![]() |
| Durian, yang dulunya dijuluki "raja buah-buahan," kini telah menjadi "duta diplomatik " dalam banyak kegiatan urusan luar negeri penting negara-negara Asia Tenggara. (Sumber: Foreign Policy) |
Membangun pijakan di Tiongkok
Durian telah lama menjadi makanan favorit di Asia Tenggara, tetapi baru beberapa tahun terakhir ini muncul sebagai fenomena kuliner di Tiongkok. Negara terpadat di dunia ini sekarang mengonsumsi lebih dari 1,5 juta ton buah ini setiap tahunnya, dengan harga jual sekitar $25 untuk durian berukuran besar. Sebagian besar durian ini diimpor dari negara-negara tetangga di Asia Tenggara.
Seiring durian secara bertahap menjadi buah favorit di kalangan masyarakat Tiongkok, daya tariknya sebagai jembatan antara budaya dan politik juga meningkat.
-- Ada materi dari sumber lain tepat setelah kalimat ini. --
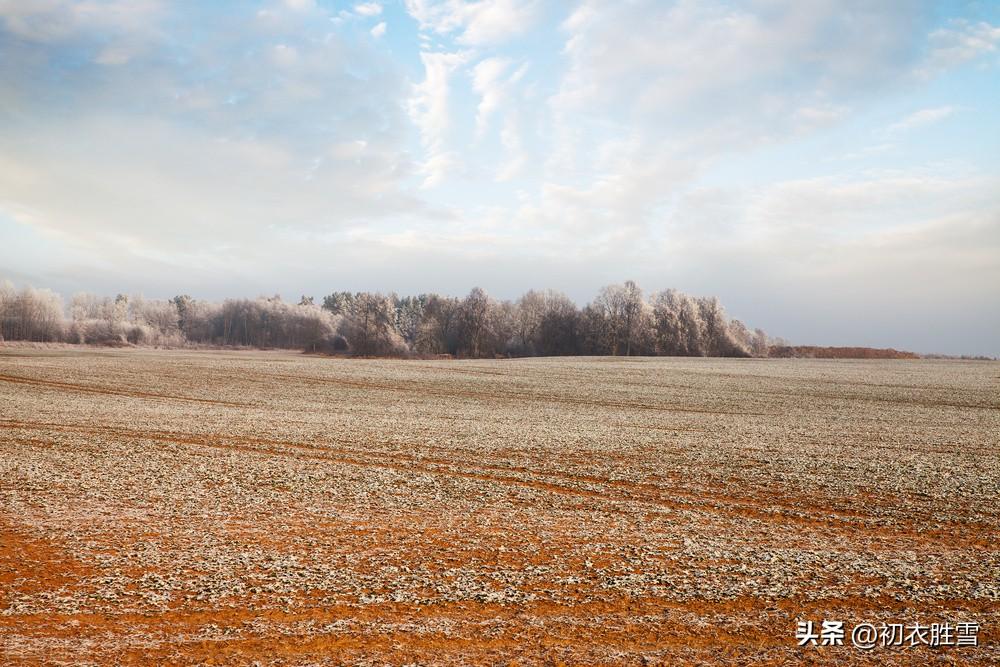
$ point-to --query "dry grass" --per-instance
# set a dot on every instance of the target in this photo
(169, 507)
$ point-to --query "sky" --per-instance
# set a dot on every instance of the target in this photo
(829, 170)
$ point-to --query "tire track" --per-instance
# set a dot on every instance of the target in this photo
(770, 512)
(89, 389)
(412, 387)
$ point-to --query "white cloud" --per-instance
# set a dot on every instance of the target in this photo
(921, 118)
(430, 111)
(368, 9)
(477, 23)
(487, 81)
(959, 43)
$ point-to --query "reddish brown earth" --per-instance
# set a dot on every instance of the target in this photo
(238, 508)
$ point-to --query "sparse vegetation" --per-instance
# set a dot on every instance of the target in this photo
(620, 321)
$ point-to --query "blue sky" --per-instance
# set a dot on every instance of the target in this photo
(830, 170)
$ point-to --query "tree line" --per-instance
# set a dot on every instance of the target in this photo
(620, 320)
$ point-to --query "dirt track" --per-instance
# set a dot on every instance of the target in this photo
(223, 507)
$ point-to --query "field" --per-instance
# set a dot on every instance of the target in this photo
(167, 507)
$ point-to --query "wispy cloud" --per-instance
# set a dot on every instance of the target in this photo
(921, 118)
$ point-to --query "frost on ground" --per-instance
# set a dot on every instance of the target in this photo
(223, 507)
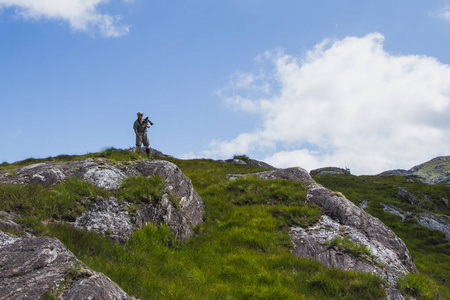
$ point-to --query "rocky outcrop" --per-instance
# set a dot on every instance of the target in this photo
(296, 173)
(250, 162)
(38, 267)
(436, 222)
(110, 218)
(428, 220)
(387, 255)
(407, 197)
(329, 171)
(435, 171)
(360, 227)
(181, 218)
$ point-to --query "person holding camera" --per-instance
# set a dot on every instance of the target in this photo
(140, 129)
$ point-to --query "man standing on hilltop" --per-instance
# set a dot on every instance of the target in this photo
(140, 129)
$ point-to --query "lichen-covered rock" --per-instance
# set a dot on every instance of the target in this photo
(296, 173)
(189, 201)
(392, 257)
(387, 255)
(108, 217)
(250, 162)
(7, 222)
(437, 222)
(181, 218)
(38, 267)
(330, 171)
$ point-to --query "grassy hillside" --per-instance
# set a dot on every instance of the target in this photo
(429, 248)
(241, 251)
(436, 170)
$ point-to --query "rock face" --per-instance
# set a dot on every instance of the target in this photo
(296, 173)
(437, 222)
(250, 162)
(389, 258)
(435, 171)
(106, 215)
(32, 268)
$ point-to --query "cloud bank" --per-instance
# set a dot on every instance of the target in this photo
(344, 102)
(82, 15)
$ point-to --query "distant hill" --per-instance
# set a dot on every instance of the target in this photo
(436, 170)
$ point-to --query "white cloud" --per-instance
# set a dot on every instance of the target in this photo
(82, 15)
(345, 101)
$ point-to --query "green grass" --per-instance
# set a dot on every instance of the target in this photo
(241, 251)
(429, 248)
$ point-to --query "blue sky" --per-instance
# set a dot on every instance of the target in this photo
(292, 82)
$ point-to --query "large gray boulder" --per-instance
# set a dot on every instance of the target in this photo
(295, 173)
(181, 216)
(37, 267)
(330, 171)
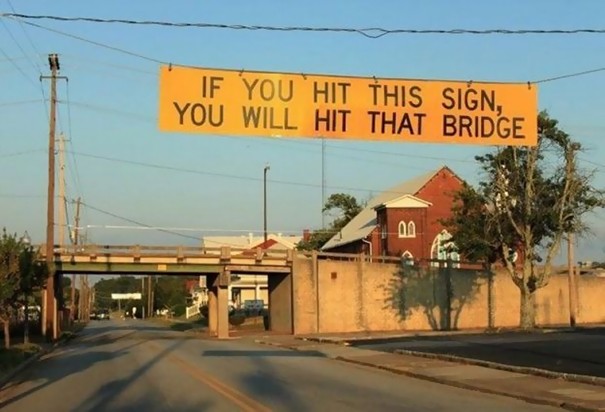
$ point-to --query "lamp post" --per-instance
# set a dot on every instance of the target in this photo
(267, 168)
(26, 240)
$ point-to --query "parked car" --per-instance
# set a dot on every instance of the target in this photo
(102, 314)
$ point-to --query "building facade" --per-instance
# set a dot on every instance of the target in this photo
(404, 221)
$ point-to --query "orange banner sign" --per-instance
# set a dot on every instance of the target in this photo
(229, 102)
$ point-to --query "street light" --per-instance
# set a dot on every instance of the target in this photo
(26, 239)
(267, 168)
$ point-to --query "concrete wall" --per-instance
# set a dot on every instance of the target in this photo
(338, 296)
(280, 303)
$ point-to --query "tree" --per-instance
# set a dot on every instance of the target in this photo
(346, 207)
(20, 274)
(33, 275)
(9, 280)
(519, 214)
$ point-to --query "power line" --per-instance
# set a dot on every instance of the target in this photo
(224, 175)
(496, 31)
(96, 43)
(73, 157)
(18, 103)
(136, 222)
(22, 153)
(567, 76)
(370, 32)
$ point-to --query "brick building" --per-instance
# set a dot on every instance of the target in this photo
(404, 220)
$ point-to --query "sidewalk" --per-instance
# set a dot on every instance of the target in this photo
(535, 389)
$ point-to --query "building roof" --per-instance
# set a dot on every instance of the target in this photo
(362, 225)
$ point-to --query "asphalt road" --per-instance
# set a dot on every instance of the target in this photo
(578, 352)
(140, 366)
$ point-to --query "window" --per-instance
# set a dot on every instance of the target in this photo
(411, 229)
(407, 258)
(442, 250)
(403, 229)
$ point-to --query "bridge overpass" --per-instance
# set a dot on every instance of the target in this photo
(217, 264)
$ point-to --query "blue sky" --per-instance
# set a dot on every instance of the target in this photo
(113, 106)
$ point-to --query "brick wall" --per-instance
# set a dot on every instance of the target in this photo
(360, 296)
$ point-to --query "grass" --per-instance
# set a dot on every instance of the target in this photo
(11, 358)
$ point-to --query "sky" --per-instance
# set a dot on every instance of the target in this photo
(122, 166)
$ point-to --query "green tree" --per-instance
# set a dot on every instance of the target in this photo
(528, 200)
(20, 274)
(346, 208)
(10, 249)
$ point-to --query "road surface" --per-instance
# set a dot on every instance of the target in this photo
(577, 352)
(141, 366)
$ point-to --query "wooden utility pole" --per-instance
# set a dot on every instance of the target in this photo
(49, 314)
(573, 304)
(73, 276)
(62, 220)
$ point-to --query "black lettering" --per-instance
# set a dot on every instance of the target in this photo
(250, 87)
(333, 119)
(266, 117)
(181, 111)
(485, 128)
(373, 114)
(201, 110)
(449, 102)
(209, 88)
(517, 127)
(449, 125)
(374, 88)
(318, 92)
(282, 96)
(466, 123)
(503, 131)
(416, 100)
(251, 115)
(267, 93)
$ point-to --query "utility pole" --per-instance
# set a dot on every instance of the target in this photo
(323, 181)
(573, 304)
(73, 276)
(267, 168)
(571, 181)
(62, 220)
(49, 314)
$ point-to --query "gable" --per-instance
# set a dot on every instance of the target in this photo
(405, 202)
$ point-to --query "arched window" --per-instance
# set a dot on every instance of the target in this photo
(407, 258)
(403, 229)
(442, 249)
(411, 229)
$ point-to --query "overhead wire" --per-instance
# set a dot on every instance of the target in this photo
(75, 170)
(369, 32)
(126, 219)
(22, 18)
(225, 175)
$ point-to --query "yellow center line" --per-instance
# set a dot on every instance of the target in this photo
(245, 402)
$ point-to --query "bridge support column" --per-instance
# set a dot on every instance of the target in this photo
(223, 312)
(212, 310)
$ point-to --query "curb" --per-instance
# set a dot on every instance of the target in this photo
(461, 385)
(570, 377)
(4, 380)
(22, 366)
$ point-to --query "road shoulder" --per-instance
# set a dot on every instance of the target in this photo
(534, 389)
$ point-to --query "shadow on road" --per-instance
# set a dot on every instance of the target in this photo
(262, 353)
(102, 398)
(575, 352)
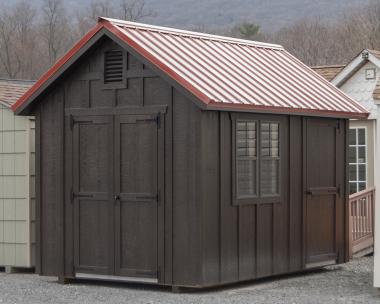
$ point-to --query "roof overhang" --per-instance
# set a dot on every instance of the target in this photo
(355, 64)
(106, 28)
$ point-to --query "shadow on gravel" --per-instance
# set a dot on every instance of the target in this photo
(217, 289)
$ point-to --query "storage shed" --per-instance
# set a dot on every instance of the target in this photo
(17, 201)
(186, 159)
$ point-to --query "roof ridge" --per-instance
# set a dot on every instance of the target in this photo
(17, 80)
(328, 66)
(193, 34)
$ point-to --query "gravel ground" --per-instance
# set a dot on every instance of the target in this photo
(349, 283)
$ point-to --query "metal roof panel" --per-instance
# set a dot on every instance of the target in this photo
(229, 73)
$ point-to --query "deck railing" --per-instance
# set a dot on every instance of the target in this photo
(361, 220)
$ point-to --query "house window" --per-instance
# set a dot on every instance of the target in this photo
(257, 161)
(357, 159)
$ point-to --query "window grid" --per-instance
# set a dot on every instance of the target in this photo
(358, 183)
(257, 160)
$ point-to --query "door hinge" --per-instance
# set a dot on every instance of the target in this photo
(72, 121)
(71, 195)
(159, 273)
(338, 125)
(156, 119)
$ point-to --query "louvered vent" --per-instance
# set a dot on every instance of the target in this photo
(113, 66)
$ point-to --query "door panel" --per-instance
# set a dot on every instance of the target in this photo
(136, 187)
(92, 194)
(322, 192)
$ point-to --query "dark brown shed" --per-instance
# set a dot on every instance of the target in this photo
(187, 159)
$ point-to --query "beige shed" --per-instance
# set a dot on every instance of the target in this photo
(17, 197)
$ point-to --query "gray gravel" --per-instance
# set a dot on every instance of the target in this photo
(349, 283)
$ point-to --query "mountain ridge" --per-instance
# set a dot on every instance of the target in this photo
(212, 14)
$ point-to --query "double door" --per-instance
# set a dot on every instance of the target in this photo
(115, 195)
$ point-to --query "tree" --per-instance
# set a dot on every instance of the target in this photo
(134, 10)
(17, 44)
(55, 29)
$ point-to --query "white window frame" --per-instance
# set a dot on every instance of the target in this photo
(356, 163)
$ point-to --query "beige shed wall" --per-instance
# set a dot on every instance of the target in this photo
(17, 218)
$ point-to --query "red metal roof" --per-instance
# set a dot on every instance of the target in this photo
(11, 90)
(229, 73)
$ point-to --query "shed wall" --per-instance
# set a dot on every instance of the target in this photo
(81, 89)
(207, 240)
(17, 198)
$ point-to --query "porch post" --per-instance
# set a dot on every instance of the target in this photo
(377, 199)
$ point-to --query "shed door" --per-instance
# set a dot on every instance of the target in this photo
(322, 192)
(136, 190)
(92, 194)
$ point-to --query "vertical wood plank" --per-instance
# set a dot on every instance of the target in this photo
(295, 194)
(228, 213)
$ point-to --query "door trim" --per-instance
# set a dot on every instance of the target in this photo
(76, 196)
(321, 191)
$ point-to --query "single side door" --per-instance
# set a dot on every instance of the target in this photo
(137, 195)
(92, 194)
(323, 204)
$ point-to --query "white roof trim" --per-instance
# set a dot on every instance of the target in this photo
(352, 67)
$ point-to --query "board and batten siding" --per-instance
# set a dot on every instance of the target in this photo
(207, 239)
(17, 197)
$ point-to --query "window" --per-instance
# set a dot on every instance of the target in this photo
(357, 159)
(257, 160)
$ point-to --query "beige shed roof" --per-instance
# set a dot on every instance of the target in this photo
(11, 90)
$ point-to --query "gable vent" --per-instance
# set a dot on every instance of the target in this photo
(113, 66)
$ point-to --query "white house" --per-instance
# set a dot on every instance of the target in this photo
(17, 204)
(360, 79)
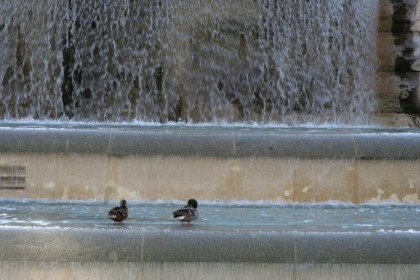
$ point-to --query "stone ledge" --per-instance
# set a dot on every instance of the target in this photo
(194, 245)
(214, 142)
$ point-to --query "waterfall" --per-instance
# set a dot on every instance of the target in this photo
(192, 61)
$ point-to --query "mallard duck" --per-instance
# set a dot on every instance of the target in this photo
(188, 213)
(119, 214)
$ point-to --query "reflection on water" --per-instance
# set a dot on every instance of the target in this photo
(233, 215)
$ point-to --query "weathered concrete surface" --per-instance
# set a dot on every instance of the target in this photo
(194, 245)
(214, 142)
(209, 163)
(398, 57)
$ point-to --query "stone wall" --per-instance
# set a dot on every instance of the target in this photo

Sebelumnya, semua durian segar yang diimpor ke China berasal dari Thailand – negara yang mengekspor tiga perempat hasil panen duriannya ke luar negeri. Thailand tetap menjadi mitra dagang durian terbesar China, dengan ekspor sekitar 4 miliar dolar AS setiap tahunnya, tetapi pangsa pasar negara tersebut menurun dengan cepat seiring masuknya negara-negara baru ke pasar yang berpenduduk lebih dari 1,4 miliar orang.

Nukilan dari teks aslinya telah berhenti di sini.